Fasttext: In linguistics, morphology studies word formation and lexical relationships. However, Word2vec and GloVe do not explore the internal structure of words. The fastText [
33] model proposes a subword insertion method, which assumes that a word consists of n characters, which is an n-gram. There are some advantages of using n-grams, which can generate better word vectors for rare words. For character-level n-grams, that is, the word appears very few times, but the characters that make up the word share parts with other words, so this can optimize the generated word vectors, and, in the case of lexical words, it is still possible to construct word vectors for words from character-level n-grams even if the words do not appear in the training corpus. In addition to this, the n-gram allows the model to learn partial information about the local word order.
Neither word2vec nor GloVe can provide word vectors for words that do not exist in the dictionary. Compared to them, fastText has the following advantages: first of all, it works better for word vectors generated from low-frequency words. This is because their n-grams can be shared with other words. Secondly, for words outside the training lexicon, their word vectors can still be constructed. We can superimpose their character-level n-gram vectors. Thus, when using it for lexical similarity computation, an important feature of fastText is its ability to generate word vectors for any word, even for words that do not occur, assembled words and some specialized domain abbreviations. This is mainly because fastText builds word vectors from substrings of characters contained in words, so this way of training the model allows fastText to generate word vectors for misspelled or concatenated words. In addition, fasttext is also faster than other methods, which makes it more suitable for computing on small data sets.
BERT [
15] is the Bidirectional Encoder Representation from Transformers pre-trained model. The BERT model has achieved excellent results in various NLP tests; the network architecture of BERT uses the encoder-side structure of the multilayer transformer proposed in this work. Attention is all you need, and the overall framework of BERT consists of two phases: pre-train and fine tune. In contrast to Word2vec or GloVe, for example, “bank”, the same word has different meanings in different contexts. However, embedding such as Word2Vec will only provide the same word embedding for “bank” in these different contexts. Compared with Word2vec, it can also obtain word meanings according to the sentence context, thus avoiding ambiguity.
Sentence-BERT: Due to the excellent performance of the BERT model, many scholars later conducted much research based on BERT. Sentence-BERT is also based on the BERT model by extending its application.

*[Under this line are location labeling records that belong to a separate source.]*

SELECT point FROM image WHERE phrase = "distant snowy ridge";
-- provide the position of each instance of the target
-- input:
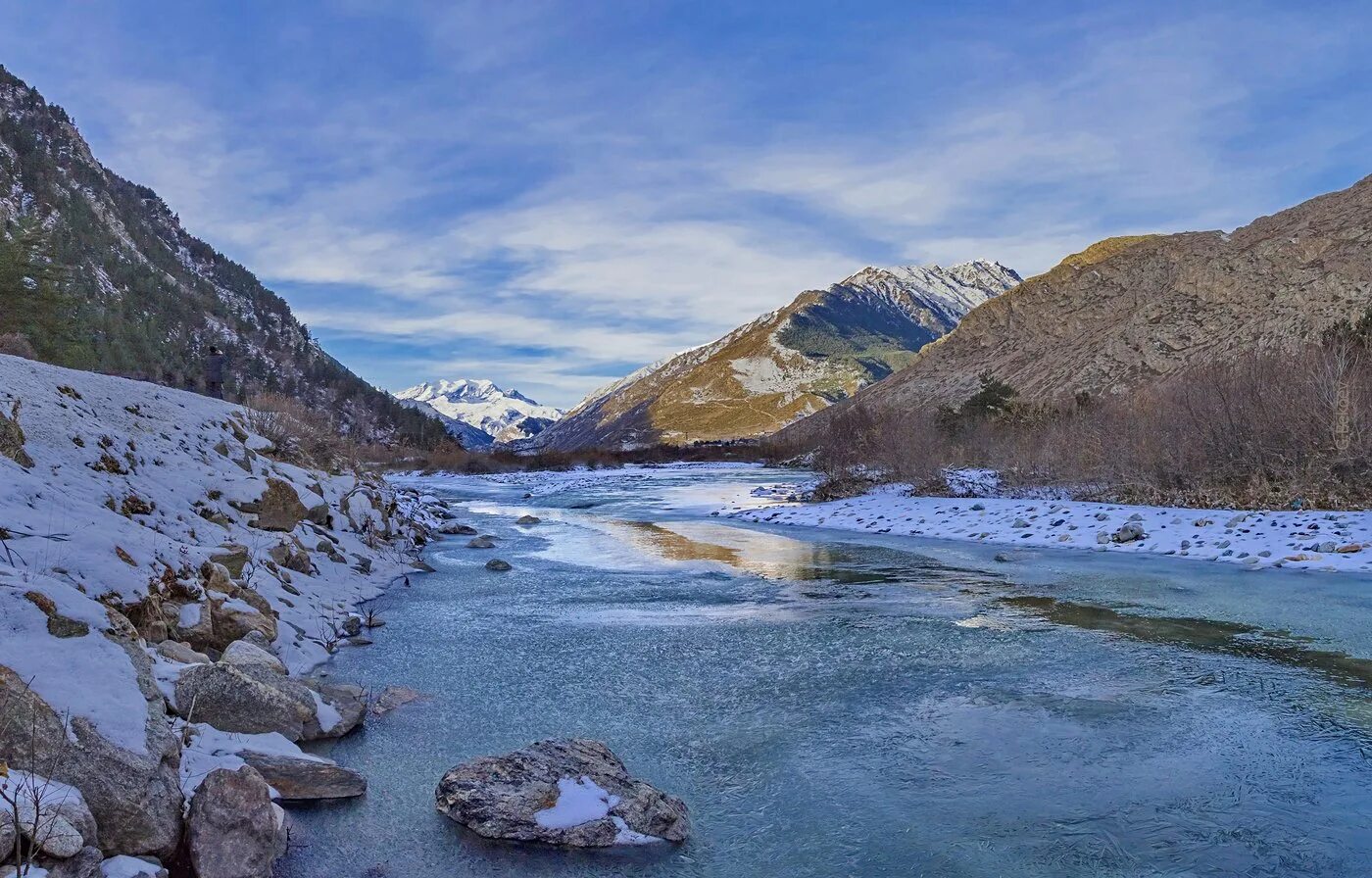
(479, 414)
(786, 364)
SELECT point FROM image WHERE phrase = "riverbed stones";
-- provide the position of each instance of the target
(306, 779)
(520, 796)
(232, 826)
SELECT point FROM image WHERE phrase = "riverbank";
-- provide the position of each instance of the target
(167, 586)
(1299, 539)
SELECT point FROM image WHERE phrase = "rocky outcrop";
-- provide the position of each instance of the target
(566, 792)
(134, 798)
(798, 360)
(232, 829)
(1129, 311)
(298, 778)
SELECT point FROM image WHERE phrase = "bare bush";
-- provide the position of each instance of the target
(1265, 429)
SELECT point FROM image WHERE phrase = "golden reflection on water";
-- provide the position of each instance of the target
(754, 552)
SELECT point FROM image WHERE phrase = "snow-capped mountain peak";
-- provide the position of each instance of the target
(479, 412)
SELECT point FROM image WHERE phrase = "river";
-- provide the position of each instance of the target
(837, 704)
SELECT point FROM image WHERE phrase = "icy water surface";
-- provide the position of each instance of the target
(830, 704)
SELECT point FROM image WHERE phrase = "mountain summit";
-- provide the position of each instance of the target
(798, 360)
(480, 414)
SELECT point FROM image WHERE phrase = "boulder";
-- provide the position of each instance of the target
(346, 700)
(249, 699)
(278, 508)
(84, 863)
(132, 867)
(232, 826)
(1128, 532)
(235, 617)
(297, 778)
(565, 792)
(243, 654)
(133, 798)
(180, 652)
(394, 697)
(232, 558)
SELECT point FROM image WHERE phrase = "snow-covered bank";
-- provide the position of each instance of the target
(155, 560)
(1323, 541)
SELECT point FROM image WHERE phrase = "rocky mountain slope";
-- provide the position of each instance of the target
(1128, 311)
(479, 414)
(98, 273)
(795, 361)
(165, 583)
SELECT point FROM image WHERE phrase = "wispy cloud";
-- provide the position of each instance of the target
(545, 194)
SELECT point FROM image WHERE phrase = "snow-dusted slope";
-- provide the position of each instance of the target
(480, 414)
(786, 364)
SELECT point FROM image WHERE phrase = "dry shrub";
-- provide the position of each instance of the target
(301, 435)
(17, 345)
(1265, 429)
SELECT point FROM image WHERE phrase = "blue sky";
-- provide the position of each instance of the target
(553, 194)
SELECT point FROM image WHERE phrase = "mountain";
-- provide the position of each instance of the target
(479, 414)
(98, 273)
(1128, 311)
(798, 360)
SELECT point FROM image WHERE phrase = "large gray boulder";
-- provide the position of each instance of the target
(232, 827)
(297, 778)
(565, 792)
(134, 798)
(246, 699)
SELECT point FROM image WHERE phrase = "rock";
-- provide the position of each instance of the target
(233, 559)
(394, 697)
(84, 863)
(517, 798)
(232, 827)
(133, 798)
(177, 651)
(243, 654)
(1128, 532)
(298, 779)
(280, 508)
(347, 700)
(291, 558)
(246, 699)
(236, 616)
(132, 867)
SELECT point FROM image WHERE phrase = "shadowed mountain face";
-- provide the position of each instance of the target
(129, 291)
(819, 349)
(1129, 311)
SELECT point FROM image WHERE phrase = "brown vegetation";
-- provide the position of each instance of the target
(1262, 431)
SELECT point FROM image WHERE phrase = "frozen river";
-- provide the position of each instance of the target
(837, 704)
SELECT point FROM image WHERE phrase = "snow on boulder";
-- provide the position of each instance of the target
(89, 710)
(563, 792)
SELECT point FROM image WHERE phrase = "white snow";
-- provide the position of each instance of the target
(125, 866)
(1305, 539)
(578, 802)
(504, 415)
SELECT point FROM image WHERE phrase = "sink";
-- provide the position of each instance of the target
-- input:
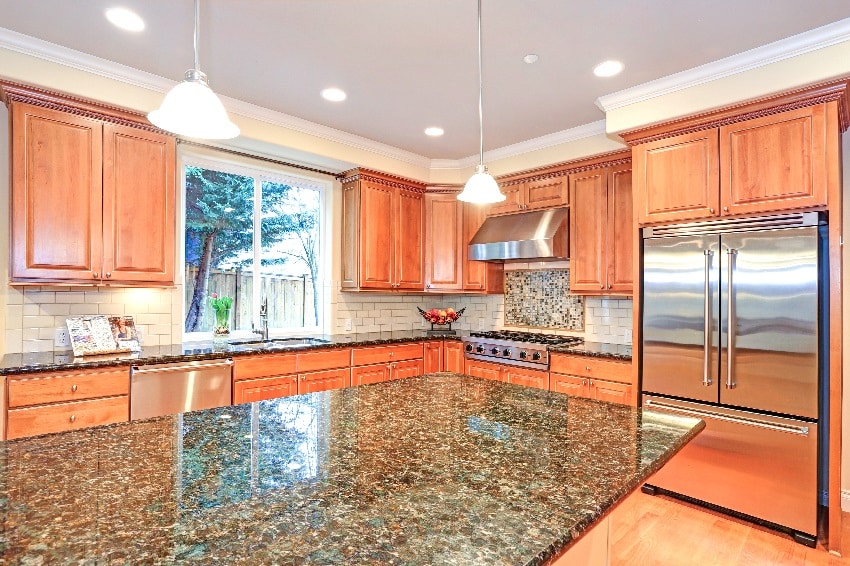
(280, 342)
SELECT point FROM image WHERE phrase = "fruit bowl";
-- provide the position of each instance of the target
(441, 317)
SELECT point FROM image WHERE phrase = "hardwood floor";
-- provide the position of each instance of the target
(663, 531)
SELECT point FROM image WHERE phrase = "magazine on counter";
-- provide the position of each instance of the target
(98, 334)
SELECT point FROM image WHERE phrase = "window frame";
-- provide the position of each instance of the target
(261, 171)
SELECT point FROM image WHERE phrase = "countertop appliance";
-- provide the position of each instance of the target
(167, 389)
(524, 349)
(733, 334)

Nils Reimers and Iryna Gurevych [
16] proposed Sentence-BERT (SBERT), a modification of the BERT network using siamese and triplet networks, which is able to derive semantic sentence embeddings. This allows BERT to be used for certain new tasks. This framework can be used to compute sentence/text embeddings in over 100 languages. These embeddings can then be compared, for example, using cosine similarity to find sentences with similar meanings. This is useful for semantic text similarity, semantic searching or paraphrase mining. This model is trained on all available training data (over 1 billion training pairs) and is designed to be a general-purpose model. It is not only fast but maintains high quality.